Background "stuff" mucking up the cache?
All three of those runs had worst-case results in the low-12 GB/s range (ignoring the couple of bad outliers).
Of course, the system was otherwise idle during those three runs.


Black Belt

All of the codes do a lot of repetitions (internally), but the output depends on whether the test case has a tunable parameter.

For example, Version015 does 100 iterations internally.   Two output files are produced -- one with all of the results, and one containing only the average result for the 100 iterations.   Version012 uses the same structure, but adds software prefetching.  The tunable parameter is the distance between the current load address and the address of the software prefetch.  This distance is varied from 0 to 1023 array elements.  For each distance, 10 iterations are performed.   One output file contains all of the results, while the other output file just contains the average values for each of the 1024 software prefetch-ahead distances.   The values plotted in, for example, are the average (of 10 iterations) for each of the 1024 "prefetch-ahead" distances.   The idea for these "tunable" versions is to understand the pattern and be able to pick a single prefetch distance.  

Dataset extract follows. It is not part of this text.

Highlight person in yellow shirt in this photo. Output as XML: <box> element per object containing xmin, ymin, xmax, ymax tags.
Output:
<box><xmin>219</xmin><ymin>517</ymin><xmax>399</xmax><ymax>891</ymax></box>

I have attached a plot from Version012 run on a (slightly) less archaic Xeon E5-2690 (v1) node.   Without software prefetch (Version015), this system gives an average performance of 16.3 GB/s, while with software prefetches placed at 80-95 lines ahead of the current load, the system gives 16.8 GB/s -- an increase of about 3%.   For the nominal 67ns latency of the system, 16.8 GB/s corresponds to a concurrency of (16.8 GB/s * 67 ns =) 1126 Bytes, or about 17.6 cache lines.   The best result I obtained on that system was with Version010 with a "spinner" program running on a core in the other socket.  This "spinner" prevents the remote chip's uncore from dropping to minimum frequency (which would increase the response time for snoops, and therefore increase the effective latency).   Version010 without the spinner delivered a hair under 17.5 GB/s, while with the spinner it reached 18.4 GB/s -- an increase of over 5%.   It is sad to see essentially no change in the maximum available single-thread bandwidth over five generations of Xeon processors (SNB, IVB, HSW, BDW, SKX).

The improvement in performance with isolcpus is interesting -- I have not worked with systems in that mode under Linux.

Version012 and Version015 both split the reads across 8 independent streams.  Your systems all have dual-rank DDR4 memory, so they have 32 DRAM banks, which is plenty for 8 read streams.   When running in multi-threaded mode, the "optimization" of splitting the read streams becomes a performance problem -- e.g., 8 threads reading from 8 streams each would generate concurrent access to 64 DRAM pages.  If you only have 32 DRAM banks, the banks will have to be closed and re-opened repeatedly, reducing overall performance and increasing the DRAM power consumption.  Intel's memory controllers try hard to reorder transactions to minimize the penalty, but there will still be a drop of a few percent.  The penalty for oversubscribing the DRAM banks can be much worse when the memory access patterns contain a mixture of reads and writes.